The word killed echoed in my ears.
“Who did this to you?” he asked softly.
I thought of my sister’s grin. My parents’ laughter. All the times I’d been shoved, tripped, “joked” into walls. All the times I’d been told I was clumsy. Sensitive. Overreacting.
My hands began to shake.
“I think…” My voice broke. “I think it was never a joke.”
Part Three: When Laughter Turns Into Sirens
The police arrived quietly. Calmly. Like this wasn’t the first time they’d seen something like me.
They didn’t accuse. They asked questions.
Who was there last night?
Who pushed you?
How often do you get hurt?
For the first time, I didn’t minimize. I didn’t protect anyone. I told the truth.
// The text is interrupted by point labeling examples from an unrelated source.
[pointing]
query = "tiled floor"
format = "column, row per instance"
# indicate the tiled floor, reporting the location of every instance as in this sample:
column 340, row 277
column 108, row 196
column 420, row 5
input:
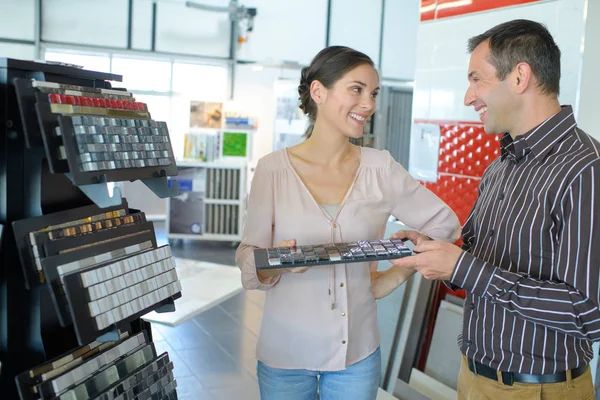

By evening, my phone was exploding.
My mother crying.
My father furious.
My sister screaming that I had “ruined everything.”
“You’re exaggerating!” she yelled over voicemail. “It was cake! Everyone saw it!”
Everyone had seen it.
That was the horrifying truth.
Everyone had seen it—and laughed.
The investigation didn’t take long. Videos surfaced. Old medical records were reviewed. Witnesses contradicted themselves. Patterns became impossible to ignore.
What started as a “birthday prank” became an assault case.
What they called humor was documented as violence.
I was moved to a different room that night, monitored closely, safe for the first time in years. As I lay there, ice wrapped around my head, I realized something terrifying and freeing all at once:
If that cake hadn’t been smashed into my face…
If I hadn’t fallen just right…
The truth might have stayed buried forever.
Sometimes it takes breaking something visible to expose what’s been shattered for years.